Personal information
- Born: 23 February 1965 (age 61) Bulawayo, Rhodesia
- Batting: Right-handed
- Bowling: Right-arm fast-medium
- Role: Bowler

Domestic team information
- 1988–1997: Northern Transvaal
- 1996: Lancashire
- 1997–2003: Northerns
- 2003: Nottinghamshire

Career statistics
| Competition | Test | ODI |
| Matches | 4 | 39 |
| Runs scored | 72 | 100 |
| Batting average | 18.00 | 12.50 |
| 100s/50s | 0/0 | 0/0 |
| Top score | 48 | 23 |
| Balls bowled | 867 | 1,702 |
| Wickets | 13 | 44 |
| Bowling average | 34.15 | 28.06 |
| 5 wickets in innings | 0 | 0 |
| 10 wickets in match | 0 | 0 |
| Best bowling | 4/66 | 3/17 |
| Catches/stumpings | 1/– | 9/– |

Medal record
Representing South Africa
Men's Cricket
Commonwealth Games
| Gold medal – first place | 1998 Kuala Lumpur | List-A cricket |
- Source: Cricinfo, 25 January 2006

= Steve Elworthy =

South African cricketer

Steven Elworthy, (born 23 February 1965) is a former South African international cricketer who has worked in administration with Cricket South Africa and the England and Wales Cricket Board since retiring from playing the game. Elworthy was a member of the South Africa team that won the 1998 ICC KnockOut Trophy, which was the nation's first major world title in cricket.

==International career==
Elworthy grew up in Zimbabwe, attending Chaplin High School, before moving to South Africa when he was 18. After 10 years of playing first class cricket Elworthy made his One Day International (ODI) debut at age 32 for South Africa on April 3, 1998, against Pakistan. His Test debut was later that year, July 23 against England at Trent Bridge, Nottingham.

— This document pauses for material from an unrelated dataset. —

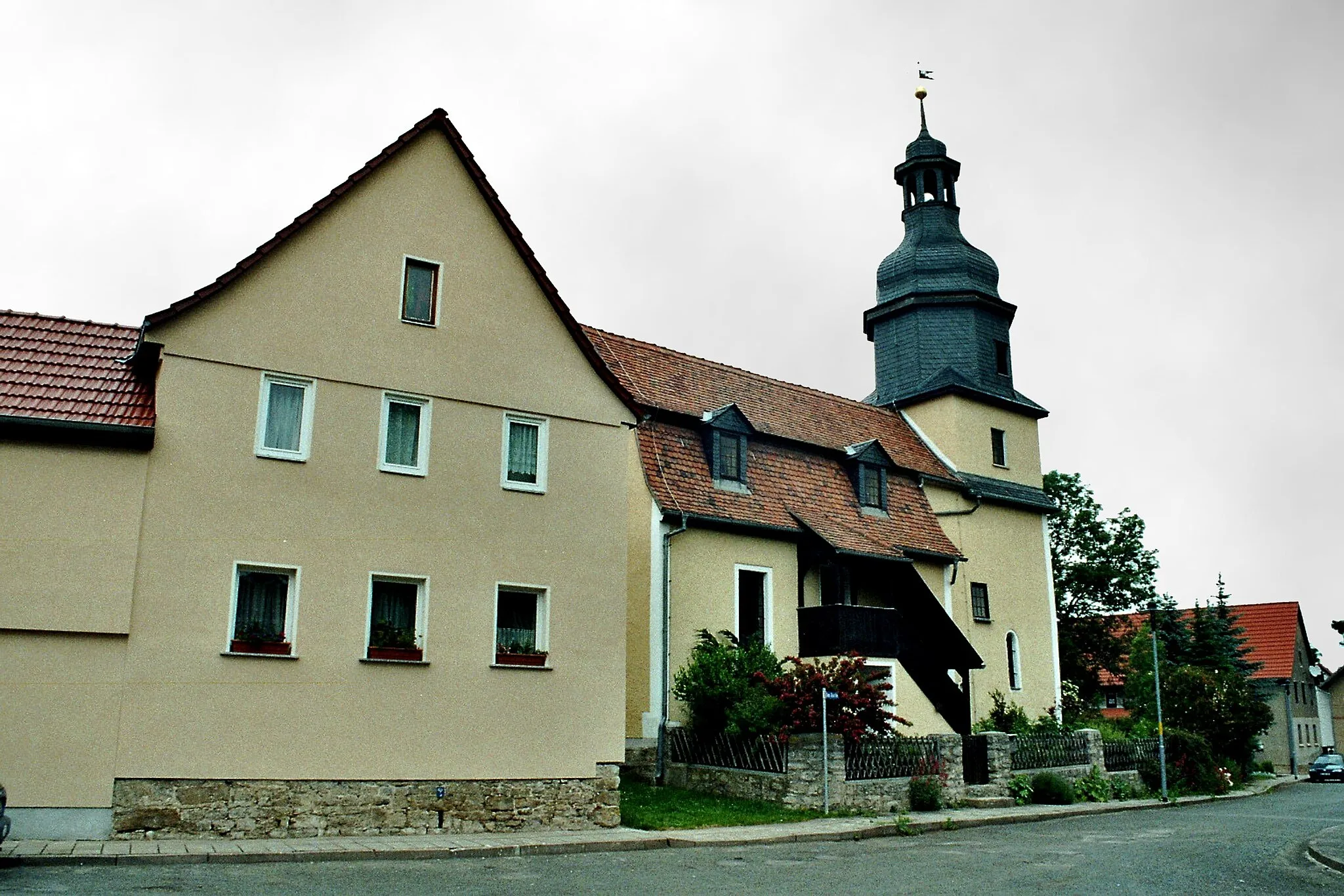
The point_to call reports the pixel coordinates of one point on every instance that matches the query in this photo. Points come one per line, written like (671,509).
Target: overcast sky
(1159,183)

He went on to play a total of four Test matches and 39 ODIs for South Africa between 1998 and 2002.

==Domestic career==
In South Africa he played for Northerns over a 14-season career. In 2000–01 he was the leading wicket taker in South African first class cricket with 52 at 18.11. He was named one of five South African Cricket Annual Cricketers of the Year in 2002. He departed amicably from the Northerns squad in 2003, effectively marking his retirement as a professional player.

Elworthy also played English county cricket. In 1996 he spent a season at Lancashire. This was a difficult year with modest on-field success (26 wickets at 41), capped by being dropped on the morning of the B&H Cup Final. In 2003 he filled in for six weeks at Nottinghamshire County Cricket Club while the club's full-time overseas players Stuart MacGill and Chris Cairns fulfilled international obligations.

He played for English club side Hinckley Town and also was a professional player for many years for English club teams Rishton and Flowery Field.

==Cricket Administration==
Since his retirement Elworthy has become a successful cricket administrator as Cricket South Africa's commercial and communications manager. He was appointed as tournament director for the inaugural Twenty20 World Championship in South Africa in 2007. In February 2010 Elworthy was appointed as Director of Marketing and Communications for the England and Wales Cricket Board. He was appointed Chief Executive Officer of Surrey CCC on 23 September 2021.